POLA JABAR – Pilek dan infeksi sinus (sinusitis) sering kali dianggap sama karena keduanya menunjukkan gejala hidung tersumbat dan meler. Namun, secara medis, kedua kondisi ini memiliki penyebab dan durasi penyembuhan yang sangat berbeda. Memahami perbedaannya sangat penting agar Anda bisa mendapatkan penanganan yang tepat.
Berikut adalah beberapa poin utama yang membedakan antara pilek biasa dan infeksi sinus:
1. Penyebab Dasar
- Pilek Biasa (Common Cold): Umumnya disebabkan oleh infeksi virus (seperti rhinovirus). Penyakit ini menyerang saluran pernapasan atas dan biasanya bersifat ringan.
- Infeksi Sinus (Sinusitis): Terjadi ketika rongga di sekitar saluran hidung (sinus) mengalami peradangan dan pembengkakan. Kondisi ini bisa dipicu oleh virus, bakteri, atau bahkan alergi yang menyebabkan penumpukan lendir dan infeksi.
2. Durasi Gejala
- Pilek: Biasanya mencapai puncaknya pada hari ke-3 atau ke-5, dan akan membaik dengan sendirinya dalam waktu 7 hingga 10 hari.
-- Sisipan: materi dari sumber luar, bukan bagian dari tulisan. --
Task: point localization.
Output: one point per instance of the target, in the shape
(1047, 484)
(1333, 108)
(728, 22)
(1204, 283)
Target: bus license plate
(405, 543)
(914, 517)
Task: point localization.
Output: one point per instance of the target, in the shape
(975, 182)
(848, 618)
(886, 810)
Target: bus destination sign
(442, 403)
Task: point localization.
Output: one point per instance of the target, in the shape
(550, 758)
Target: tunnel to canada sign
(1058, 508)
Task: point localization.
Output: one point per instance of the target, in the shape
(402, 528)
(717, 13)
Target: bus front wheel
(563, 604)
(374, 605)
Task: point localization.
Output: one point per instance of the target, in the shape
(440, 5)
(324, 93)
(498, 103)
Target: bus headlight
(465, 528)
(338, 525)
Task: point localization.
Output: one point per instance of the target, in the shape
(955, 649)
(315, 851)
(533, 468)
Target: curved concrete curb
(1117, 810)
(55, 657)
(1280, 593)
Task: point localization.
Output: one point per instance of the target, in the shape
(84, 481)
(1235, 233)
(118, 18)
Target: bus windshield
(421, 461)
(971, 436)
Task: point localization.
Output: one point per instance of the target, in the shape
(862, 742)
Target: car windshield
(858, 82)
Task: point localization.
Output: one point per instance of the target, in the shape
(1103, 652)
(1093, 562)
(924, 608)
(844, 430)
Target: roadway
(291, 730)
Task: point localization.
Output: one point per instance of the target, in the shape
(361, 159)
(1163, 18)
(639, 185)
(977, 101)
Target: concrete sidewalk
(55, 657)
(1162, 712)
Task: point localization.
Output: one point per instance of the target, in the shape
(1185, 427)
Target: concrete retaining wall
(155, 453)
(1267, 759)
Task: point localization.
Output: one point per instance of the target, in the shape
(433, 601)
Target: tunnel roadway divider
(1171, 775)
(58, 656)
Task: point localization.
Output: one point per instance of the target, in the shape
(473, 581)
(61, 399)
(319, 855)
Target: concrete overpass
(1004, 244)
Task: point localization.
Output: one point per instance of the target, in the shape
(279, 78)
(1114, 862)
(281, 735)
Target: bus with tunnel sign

- Sinusitis: Gejalanya bertahan jauh lebih lama, sering kali lebih dari 10 hari tanpa tanda-tanda membaik, atau justru memburuk setelah sempat terasa agak mendingan.
3. Warna Lendir (Ingus)
- Pilek: Lendir biasanya berwarna bening dan encer pada awalnya, kemudian bisa berubah menjadi sedikit kental.
- Sinusitis: Lendir atau ingus cenderung berwarna kuning pekat atau kehijauan. Lendir ini sering kali terasa turun ke tenggorokan (post-nasal drip) dan menyebabkan batuk atau radang tenggorokan.